Future supply to 2024 is expected to reach nearly 9,600 dwellings/ plots. Thu Duc City has the greatest share at 33%, followed by Binh Chanh with 24% and Binh Tan with 11%. With available land bank, good urban planning, and infrastructure appeal, Thu Duc City continues to encourage residential development.
Under the impact of lockdowns and social distancing, homebuyers preferred compound projects with diversified facilities. Suburban districts will be favored.
RETAIL MARKET
COVID-19 control act has forced the shutdown of all shopping malls since June. All projects were considering reopening in October 2021 according to safety policy and reducing daily open time; entertainment sectors were still close until further notice. Existing tenants were freed from paying rent for the period under Directive 16 of Government.
In Q3 2021, the market did not welcome any new supply. The total retail supply in HCMC stayed at 1,068,128 sqm NLA. The rental rate in the CBD was US$137 psm pm, unchanged from the previous quarter, and the rental rate in the non-CBD was US$32.6 psm pm, a decrease of 3.8% q-o-q, for landlords offering incentives on vacant spaces.
In Q3, Masan invested in a 70% stake in Mobicast to expand in the field of digitalization and Mobile World recorded good performance from Bach Hoa Xanh supermarket chain. In other provinces, Go! Supermarket chain by Central Group will be active in expansion/renovation in the next two years. At large projects of townships, hospitality, etc., developers are paying more attention to their retail components.
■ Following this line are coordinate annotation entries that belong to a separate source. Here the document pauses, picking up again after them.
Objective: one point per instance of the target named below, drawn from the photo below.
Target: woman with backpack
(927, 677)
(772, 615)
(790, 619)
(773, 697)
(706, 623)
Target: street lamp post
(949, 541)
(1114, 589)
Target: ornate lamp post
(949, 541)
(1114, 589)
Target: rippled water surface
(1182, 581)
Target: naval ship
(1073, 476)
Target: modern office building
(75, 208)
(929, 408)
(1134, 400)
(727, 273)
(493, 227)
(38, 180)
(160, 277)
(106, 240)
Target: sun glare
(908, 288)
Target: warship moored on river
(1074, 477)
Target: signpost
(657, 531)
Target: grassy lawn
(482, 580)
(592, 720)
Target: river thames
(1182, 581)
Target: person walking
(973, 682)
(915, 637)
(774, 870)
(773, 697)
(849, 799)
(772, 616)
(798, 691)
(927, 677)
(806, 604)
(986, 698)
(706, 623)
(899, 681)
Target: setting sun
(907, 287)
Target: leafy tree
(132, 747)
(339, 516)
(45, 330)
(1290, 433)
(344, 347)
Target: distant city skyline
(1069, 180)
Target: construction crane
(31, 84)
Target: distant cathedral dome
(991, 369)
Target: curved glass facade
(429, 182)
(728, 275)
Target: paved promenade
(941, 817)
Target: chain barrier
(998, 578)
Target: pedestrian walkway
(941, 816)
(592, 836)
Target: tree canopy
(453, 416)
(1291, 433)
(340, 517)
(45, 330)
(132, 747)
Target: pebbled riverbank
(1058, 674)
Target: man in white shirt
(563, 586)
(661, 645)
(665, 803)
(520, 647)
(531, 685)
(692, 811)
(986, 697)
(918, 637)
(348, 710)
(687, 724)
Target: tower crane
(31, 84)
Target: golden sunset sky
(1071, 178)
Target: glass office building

The market expects over 200,000 sqm retail NLA by 2024 in different zones. In the short term, categories of F&B, Coffe Chain, Convenience store, Health and Beauty, Sport wear, Casual wear will continue expanding at shophouse format and in other provinces because of delays of the opening of new shopping centres in the city.
We expect the market to experience down period in the last quarter of 2021 during which, pandemic control act is still going to be a priority of the city. In coming times, shopping centres, especially those of large scales, will need to adjust their support policies, lease terms, and update category mix to better fit demand for new brands. In terms of the macro-economy, only when GDP recovers alongside personal incomes improve, the retail market could enter a new cycle of growth.